Continue to Site

    Which Quick-Service Restaurants are Winning with TV Ads?

  • These five brands are leading the competition for consumer's attention.

    Arby's
    Arby's Texas Brisket spot resonated with viewers.

    Even with the rapidly changing medium of digital advertising, TV remains a powerful tool for quick-service restaurants. Mark Green, chief strategy officer of TVision, a TV and ad measurement company, believes the perfect recipe for capturing viewer attention are ads effectively paired with relevant programing.

    “Viewer attention is required for an ad to influence purchase behavior. Knowing this, [quick-service restaurants] should understand what levers are available to increase attention and drive positive outcomes,” he said.

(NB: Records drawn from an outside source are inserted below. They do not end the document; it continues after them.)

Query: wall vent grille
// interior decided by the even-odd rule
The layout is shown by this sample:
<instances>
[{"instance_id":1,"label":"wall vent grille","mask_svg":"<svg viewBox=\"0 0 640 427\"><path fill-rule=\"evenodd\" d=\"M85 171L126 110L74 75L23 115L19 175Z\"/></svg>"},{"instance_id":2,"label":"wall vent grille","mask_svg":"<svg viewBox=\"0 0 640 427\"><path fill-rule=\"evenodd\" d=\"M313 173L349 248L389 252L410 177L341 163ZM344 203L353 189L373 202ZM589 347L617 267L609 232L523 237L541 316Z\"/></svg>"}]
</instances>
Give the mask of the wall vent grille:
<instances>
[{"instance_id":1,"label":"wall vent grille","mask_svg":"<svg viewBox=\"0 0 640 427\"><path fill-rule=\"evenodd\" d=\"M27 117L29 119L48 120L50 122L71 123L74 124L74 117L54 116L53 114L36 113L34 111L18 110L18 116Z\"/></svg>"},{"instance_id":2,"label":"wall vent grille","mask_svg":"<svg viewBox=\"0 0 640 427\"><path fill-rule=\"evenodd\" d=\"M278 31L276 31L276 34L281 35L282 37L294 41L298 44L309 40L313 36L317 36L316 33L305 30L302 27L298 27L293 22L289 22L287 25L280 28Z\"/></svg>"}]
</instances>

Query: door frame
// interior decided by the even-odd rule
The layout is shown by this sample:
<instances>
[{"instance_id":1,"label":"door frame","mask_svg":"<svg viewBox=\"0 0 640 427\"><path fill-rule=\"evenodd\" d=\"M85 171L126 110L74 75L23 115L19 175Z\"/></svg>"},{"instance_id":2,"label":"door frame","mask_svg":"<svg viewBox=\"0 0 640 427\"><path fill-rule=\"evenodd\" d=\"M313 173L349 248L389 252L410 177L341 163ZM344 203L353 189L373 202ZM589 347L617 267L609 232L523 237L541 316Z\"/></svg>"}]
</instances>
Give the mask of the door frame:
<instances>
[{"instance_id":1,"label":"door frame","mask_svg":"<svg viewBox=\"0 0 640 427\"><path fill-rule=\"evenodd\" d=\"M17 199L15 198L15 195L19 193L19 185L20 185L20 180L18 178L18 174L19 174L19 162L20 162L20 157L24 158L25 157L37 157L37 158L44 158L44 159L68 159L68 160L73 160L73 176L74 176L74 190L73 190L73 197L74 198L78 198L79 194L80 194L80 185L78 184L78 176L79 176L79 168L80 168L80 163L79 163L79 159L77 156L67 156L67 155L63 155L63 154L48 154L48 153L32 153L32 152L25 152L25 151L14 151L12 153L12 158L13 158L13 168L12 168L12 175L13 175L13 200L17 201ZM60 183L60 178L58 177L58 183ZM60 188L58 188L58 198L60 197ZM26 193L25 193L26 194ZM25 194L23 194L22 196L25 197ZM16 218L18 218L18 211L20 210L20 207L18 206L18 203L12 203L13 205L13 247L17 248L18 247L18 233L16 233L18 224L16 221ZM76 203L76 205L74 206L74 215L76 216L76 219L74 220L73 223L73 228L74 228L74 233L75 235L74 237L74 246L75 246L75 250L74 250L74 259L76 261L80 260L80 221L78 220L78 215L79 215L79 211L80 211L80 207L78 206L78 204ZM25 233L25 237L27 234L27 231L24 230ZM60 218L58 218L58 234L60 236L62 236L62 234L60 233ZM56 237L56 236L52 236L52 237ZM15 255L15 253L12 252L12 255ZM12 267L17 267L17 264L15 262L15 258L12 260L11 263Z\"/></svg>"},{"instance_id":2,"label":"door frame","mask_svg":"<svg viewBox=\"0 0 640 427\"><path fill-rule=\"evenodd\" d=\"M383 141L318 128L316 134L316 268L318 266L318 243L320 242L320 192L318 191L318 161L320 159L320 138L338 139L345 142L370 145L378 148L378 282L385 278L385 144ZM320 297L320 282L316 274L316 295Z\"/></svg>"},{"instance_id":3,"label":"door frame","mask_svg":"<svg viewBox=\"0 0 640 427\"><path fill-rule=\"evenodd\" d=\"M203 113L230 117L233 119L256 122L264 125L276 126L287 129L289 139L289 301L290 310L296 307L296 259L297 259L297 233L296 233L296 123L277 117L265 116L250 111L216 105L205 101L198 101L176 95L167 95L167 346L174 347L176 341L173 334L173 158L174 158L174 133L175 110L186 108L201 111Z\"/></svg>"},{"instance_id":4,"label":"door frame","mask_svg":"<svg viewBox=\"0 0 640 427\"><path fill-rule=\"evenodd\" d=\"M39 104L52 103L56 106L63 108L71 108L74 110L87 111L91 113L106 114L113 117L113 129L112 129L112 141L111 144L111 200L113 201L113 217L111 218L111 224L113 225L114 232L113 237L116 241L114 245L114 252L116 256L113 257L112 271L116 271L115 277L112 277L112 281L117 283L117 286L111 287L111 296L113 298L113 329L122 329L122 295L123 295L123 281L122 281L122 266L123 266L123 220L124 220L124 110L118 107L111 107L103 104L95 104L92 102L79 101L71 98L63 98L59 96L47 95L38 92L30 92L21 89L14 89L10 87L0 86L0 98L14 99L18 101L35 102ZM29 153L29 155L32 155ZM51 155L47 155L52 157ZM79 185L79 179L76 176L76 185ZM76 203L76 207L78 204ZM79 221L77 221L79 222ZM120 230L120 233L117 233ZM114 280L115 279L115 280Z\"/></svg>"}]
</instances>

    And the company has the data to prove it. Each quarter TVision puts out a report on viewer attention to ads, and tracks which brands and specific spots captured the most total viewer attention.

    The restaurants and other companies included were ranked by Creative Attention Score (CAS), a measure defined by a commercial’s ability to break through by normalizing for the average attention of the surrounding commercial pod. CAS isolates the impact of the creative execution on a viewer’s eyes-on-screen attention.

    Here were the results:

    • Arby’s: 100.5
    • Pizza Hut: 99.3
    • McDonald’s: 99.2
    • Domino’s: 99.1
    • Little Caesar’s: 99

    Arby’s “Texas Brisket” ad was the No. 2 ad overall across all industries polled, with a score of 147.3—the only quick-serve in the top 10. As TVision points out, quick-serves typically run high-volumes of ads, so grabbing the No. 2 spot overall is impressive. Arby’s has made the top five restaurant rankings three straight quarters. Domino’s has done so twice in a row.

    Some other notables included: Attentive impressions for TV ads were four times more predictive of quick-service restaurant visits than non-attentive impressions. There was also a measurable wear-out effect as predictive value diminished after repeated airings, suggesting that brands should optimize frequency based on attention to drive better customers.

    Green pointed to a Domino’s ad as an example. “The performance of Domino’s 'Pizza Carryout Insurance: Timber' ad is an example of how contextual relevance impacts viewer attention to commercials,” he said. “Over the course of Q1 2018, the ad captured higher attention during sports programming than it did during general programming. In addition, second-by-second analysis showed that sports-viewer attention peaked during action-packed scenes such as a tree falling and a slip-and-fall. These peaks were not significant when the same ad aired on non-sports content.”

    TVision spotlighted Domino’s ability to resonate during sports content with fitting creative. “Sports fans’ attention peaked around rough-and-tumble moments of the ad that mirrored the action-packed games they were watching,” the report said. “This includes the 3-6 second mark, when a tree crashed on a delivery driver’s car, and the 20-second mark, right after the driver slipped and fell while carrying the pizza.  Attention also peaked during shots of the Domino’s-branded box (15-17 seconds in) and the fresh Domino’s pizza (12-13 seconds). Domino’s successfully drew attention at moments of peak branding.”

    TVision also did a case study on KFC to deep-dive into how attention to an ad influenced customer visits. The study found the viewer attention to TV commercials is four times more predictive of in-store visitors than viewer exposure to ads (meaning did the viewer watch the ad, or was the ad just on in the room). For this study the company married TVision viewer attention data with Sense360 data on in-store visits within a two-day period, across one year, 143 KFCs, and three major markets.

    “The implications of the study are significant,” the report said. “It is no longer enough for brands to buy television advertising based on the size and demographics of the viewing audience. They need to use new evaluation techniques, including attention, to determine campaign impact and ROAS.”